Amanda Lavergne serves as the Office Coordinator at the Case Foundation and helps to oversee the operations of the organization. As a recent college graduate, Amanda is delving into the nonprofit sector for the first time & enjoys spending her time with family and friends as well as her pug, Rupert. You can find her on Twitter at @mandalavergne.
Recently I had the opportunity to listen in on a webinar hosted by Independent Sector as part of their 2012 NGen Leadership Series.This program was entitled “A Call to Leadership” and focused on the challenges leaders face in the nonprofit sector and how we can, as nonprofit practitioners differentiate what works and what does not. So we’re all on the same page here, the definition of leadership in the dictionary is a person who guides or directs a group; or the ability to lead; an act or instance of leading. But how does one use this skill? Obtain it? Mold it to move a group of people?
Moderated by Mikaela Seligman of Independent Sector, I learned that by the year 2016, 80,000 new managers would be needed in the nonprofit sector. How could this even be possible, I thought to myself? Why are people so quick to get out? Or is the sector growing so quickly that this need is created? There are numerous reasons it turns out, which include: long hours; feeling stifled in one’s career growth; and a lack of work and life balance.
With all of these factors working “against us” so to speak, how is one supposed to rise above to become a leader in this space? Also, how is an employer supposed to retain their employees in order to help grow them into future leaders?
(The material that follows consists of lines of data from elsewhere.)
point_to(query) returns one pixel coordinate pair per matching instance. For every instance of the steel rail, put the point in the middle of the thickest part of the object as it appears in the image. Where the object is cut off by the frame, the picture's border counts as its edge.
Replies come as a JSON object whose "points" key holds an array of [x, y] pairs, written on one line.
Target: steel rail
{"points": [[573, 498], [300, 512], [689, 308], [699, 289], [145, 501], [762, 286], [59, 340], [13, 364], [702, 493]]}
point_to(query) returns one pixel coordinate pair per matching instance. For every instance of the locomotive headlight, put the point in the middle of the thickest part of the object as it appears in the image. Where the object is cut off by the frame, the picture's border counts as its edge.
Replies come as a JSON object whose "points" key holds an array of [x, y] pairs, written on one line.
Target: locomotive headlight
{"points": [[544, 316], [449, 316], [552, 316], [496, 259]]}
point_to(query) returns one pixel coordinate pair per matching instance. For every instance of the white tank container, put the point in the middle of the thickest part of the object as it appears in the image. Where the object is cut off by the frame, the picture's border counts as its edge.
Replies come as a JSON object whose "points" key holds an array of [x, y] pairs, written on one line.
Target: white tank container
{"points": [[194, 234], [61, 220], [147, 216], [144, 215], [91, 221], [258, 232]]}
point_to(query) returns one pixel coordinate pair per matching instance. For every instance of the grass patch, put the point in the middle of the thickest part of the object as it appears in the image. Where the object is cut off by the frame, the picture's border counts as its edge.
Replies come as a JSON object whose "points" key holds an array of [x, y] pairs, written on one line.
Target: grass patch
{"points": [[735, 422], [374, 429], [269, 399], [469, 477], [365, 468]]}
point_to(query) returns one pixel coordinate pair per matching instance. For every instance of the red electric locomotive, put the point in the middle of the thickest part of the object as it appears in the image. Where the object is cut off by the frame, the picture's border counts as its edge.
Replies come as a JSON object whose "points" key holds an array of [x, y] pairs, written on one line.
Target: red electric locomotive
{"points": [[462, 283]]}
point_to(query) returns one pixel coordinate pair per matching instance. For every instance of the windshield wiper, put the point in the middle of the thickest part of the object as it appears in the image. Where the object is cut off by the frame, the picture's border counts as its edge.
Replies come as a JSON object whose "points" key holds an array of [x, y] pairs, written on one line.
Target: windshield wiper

Rafael Lopez, of the Annie E. Casey Foundation had some very sound advice to give:
- Establish and become a part of numerous networks – you never know where you may find a mentor or the talent you want for your organization.
- Attract talent into the sector – Lopez noted that in the past, many people committed to one job sector for their entire life, but with Millennials, they don’t fit that model anymore, they need to be able to change and grow.
- Develop talent – once you attract that talent to your sector, develop ways to retain it and help it grow.
- Deploy team members – help the talent you acquire the ability to deploy to other teams or departments within your company so they don’t get too bogged down with day-to-day activities.
- Assess, reward, and retain talent – invest in this person’s long term growth and their ability to become a leader.
Trish Tchume, of YNPN National built upon these points by adding that many meetings that senior staff conduct and attend, such as succession planning, looking at budgets, etc. keep the junior staff in the dark. Obviously, some of these are for confidentiality reasons, yet, for a lot of these meetings, junior staff should be given the opportunity to at least sit in, to see how the organization works, and experience what to do in a certain leadership role so that they can take note, whether they move into a leadership role at their current organization or somewhere else.
I wholeheartedly agreed with the points that both Lopez and Tchume made. I think that for someone in a leadership role it is imperative for them, when they have the time, to help mentor younger staff members, and allow them to see what it means to be a solid leader. However, as Monisha Kapila from ProInspire pointed out, many Millenials (myself included) struggle with recognizing the influence and leadership skills they already possess. Which, I stress again, as well as the speakers did, why it is so important to have a manager or mentor help a Millennial to own and grow with the leadership they have. Lopez chimed in with more advice aimed at Millenials:
- If there is an opportunity early in your career; go for it – most of the time if people step up a manager will welcome it and be impressed with your ambition.
- Don’t be afraid to have more informal networks – it doesn’t all have to be professionally related.
- There is a myth that you have to have someone older as a mentor, which is not true, look to have mentors that span across several different generations.
- Be sure to use the best of your resources wherever you are, not only on a professional level, but through volunteering as well.
Overall, if you look at the resources you already have around you and take the initiative to own and grow with the leadership skills you already have, there is not telling how far you will be able to go within your sector. And remember, as one speaker pointed out; at the toughest of times come the greatest opportunities.